Oh, it’s back on in Pennsylvania as new salary-level test hikes are approved.

The wage-and-hour pendulum has once again shifted in the Commonwealth of Pennsylvania.

Nerdiest. Pendulum. Ever.

Salary-level test changes.

Back in October, I blogged about how Pennsylvania, yes Pennsylvania, had announced new overtime rules that are more generous than federal law. On January 1 of this year, Pennsylvania raised its salary-level threshold for overtime exemptions to $684 per week, $35,568 annually. In plain English, just like under federal law, if you have a salaried employee who makes less than $684 per week, then that employee will be eligible for overtime if s/he works more than 40 hours per week.

Under federal law, that $684/week number won’t change in 2021. However, in PA, that will go up to $780 per week, $40,560 annually in 2021; and $875 per week, $45,500 annually in 2022, extending overtime eligibility to 143,000 workers in three years.

The kibosh.

Then in November 2019, the Pennsylvania Senate passed Senate Bill 79, which would raise Pennsylvania’s hourly minimum wage rate (currently $7.25) as follows:

  • $8.00 effective July 1, 2020
  • $8.50 effective January 1, 2021
  • $9.00 effective July 1, 2021
  • $9.50 effective January 1, 2022

The minimum wage hike was the compromise between the Senate and Governor Tom Wolf instead of the changes to the salary-level test.
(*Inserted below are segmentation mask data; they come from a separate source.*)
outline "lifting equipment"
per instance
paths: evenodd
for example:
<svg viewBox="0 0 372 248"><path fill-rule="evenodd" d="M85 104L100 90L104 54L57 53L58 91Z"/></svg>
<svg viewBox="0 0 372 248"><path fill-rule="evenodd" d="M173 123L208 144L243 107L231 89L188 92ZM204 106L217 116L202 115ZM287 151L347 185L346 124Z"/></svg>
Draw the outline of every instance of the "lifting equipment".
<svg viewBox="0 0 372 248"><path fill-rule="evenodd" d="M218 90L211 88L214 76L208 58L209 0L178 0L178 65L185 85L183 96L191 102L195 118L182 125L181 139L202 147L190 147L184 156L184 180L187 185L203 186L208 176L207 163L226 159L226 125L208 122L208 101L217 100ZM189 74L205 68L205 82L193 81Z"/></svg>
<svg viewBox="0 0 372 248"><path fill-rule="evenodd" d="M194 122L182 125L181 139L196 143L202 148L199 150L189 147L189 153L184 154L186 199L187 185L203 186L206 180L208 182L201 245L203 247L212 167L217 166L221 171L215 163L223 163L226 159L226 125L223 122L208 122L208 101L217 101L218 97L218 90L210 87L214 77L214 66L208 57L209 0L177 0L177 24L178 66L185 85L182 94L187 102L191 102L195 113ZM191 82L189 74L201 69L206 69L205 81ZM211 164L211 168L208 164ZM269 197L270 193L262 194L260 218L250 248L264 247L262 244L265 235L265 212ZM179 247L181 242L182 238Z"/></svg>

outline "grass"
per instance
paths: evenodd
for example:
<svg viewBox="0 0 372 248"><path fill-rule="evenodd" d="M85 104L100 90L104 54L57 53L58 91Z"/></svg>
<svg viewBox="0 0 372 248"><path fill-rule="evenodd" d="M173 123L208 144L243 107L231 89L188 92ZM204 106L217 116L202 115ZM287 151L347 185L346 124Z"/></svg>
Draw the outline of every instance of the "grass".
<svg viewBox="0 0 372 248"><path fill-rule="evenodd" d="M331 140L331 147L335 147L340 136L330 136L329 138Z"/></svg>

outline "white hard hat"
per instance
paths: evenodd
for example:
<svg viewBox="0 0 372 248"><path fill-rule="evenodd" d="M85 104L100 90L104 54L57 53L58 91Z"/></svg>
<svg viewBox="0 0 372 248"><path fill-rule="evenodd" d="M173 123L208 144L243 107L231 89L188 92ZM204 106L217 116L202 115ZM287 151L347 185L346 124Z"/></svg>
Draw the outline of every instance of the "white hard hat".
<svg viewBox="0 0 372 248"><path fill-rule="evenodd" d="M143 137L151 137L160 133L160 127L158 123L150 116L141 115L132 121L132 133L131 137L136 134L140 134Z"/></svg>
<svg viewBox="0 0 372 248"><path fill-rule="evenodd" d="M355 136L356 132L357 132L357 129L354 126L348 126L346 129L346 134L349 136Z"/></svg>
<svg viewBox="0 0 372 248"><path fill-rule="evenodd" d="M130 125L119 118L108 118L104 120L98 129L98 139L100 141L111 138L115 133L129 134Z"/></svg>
The Senate bill also would have eviscerated this recent Pennsylvania Supreme Court decision banning the fluctuating workweek method for calculating overtime under state wage and hour law.

Everything was looking peachy.

The kibosh on the kibosh.

Except, House Republicans balked at the deal. So, back in December, the proposed hike to the salary-level test was placed back onto the January 2020 Independent Regulatory Review Commission agenda. And the Commission has approved it.
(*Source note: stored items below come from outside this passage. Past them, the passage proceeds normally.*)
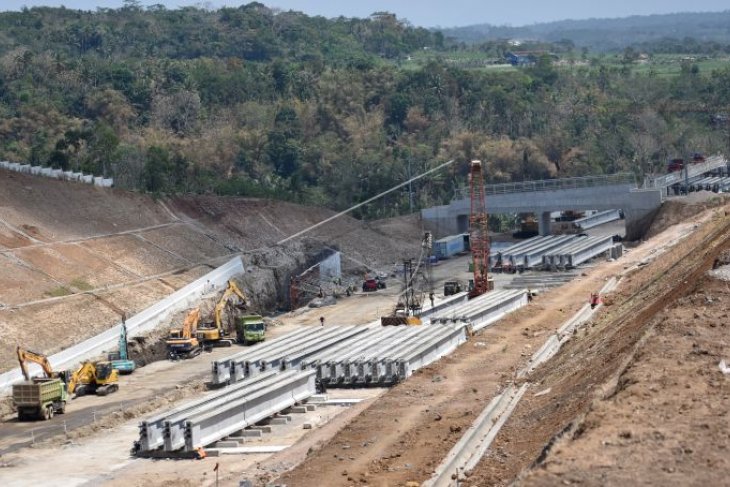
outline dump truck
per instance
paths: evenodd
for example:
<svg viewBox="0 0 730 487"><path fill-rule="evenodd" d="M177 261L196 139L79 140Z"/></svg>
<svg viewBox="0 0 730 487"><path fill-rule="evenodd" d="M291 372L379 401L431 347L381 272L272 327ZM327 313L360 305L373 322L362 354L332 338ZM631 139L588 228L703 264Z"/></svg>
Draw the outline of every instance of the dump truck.
<svg viewBox="0 0 730 487"><path fill-rule="evenodd" d="M66 384L59 378L33 378L13 384L13 402L18 419L48 420L55 413L66 412Z"/></svg>
<svg viewBox="0 0 730 487"><path fill-rule="evenodd" d="M25 382L13 384L13 402L18 409L18 419L51 419L54 413L66 411L65 377L53 371L51 362L42 353L17 347L18 363ZM45 377L30 376L27 363L40 365Z"/></svg>
<svg viewBox="0 0 730 487"><path fill-rule="evenodd" d="M240 316L236 320L236 341L252 345L266 339L266 324L260 315Z"/></svg>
So, unless the House changes its tune, another deal can be brokered, or a lawsuit gets filed, the state attorney general will review (and approve) the rule. In about a month or so, it will take effect.

And, like that fire drill employers nationwide endured in 2016 when the feds threatened to raise the salary-level exemption to $47,476, Pennsylvania employees will need to prepare now for a similar eventuality.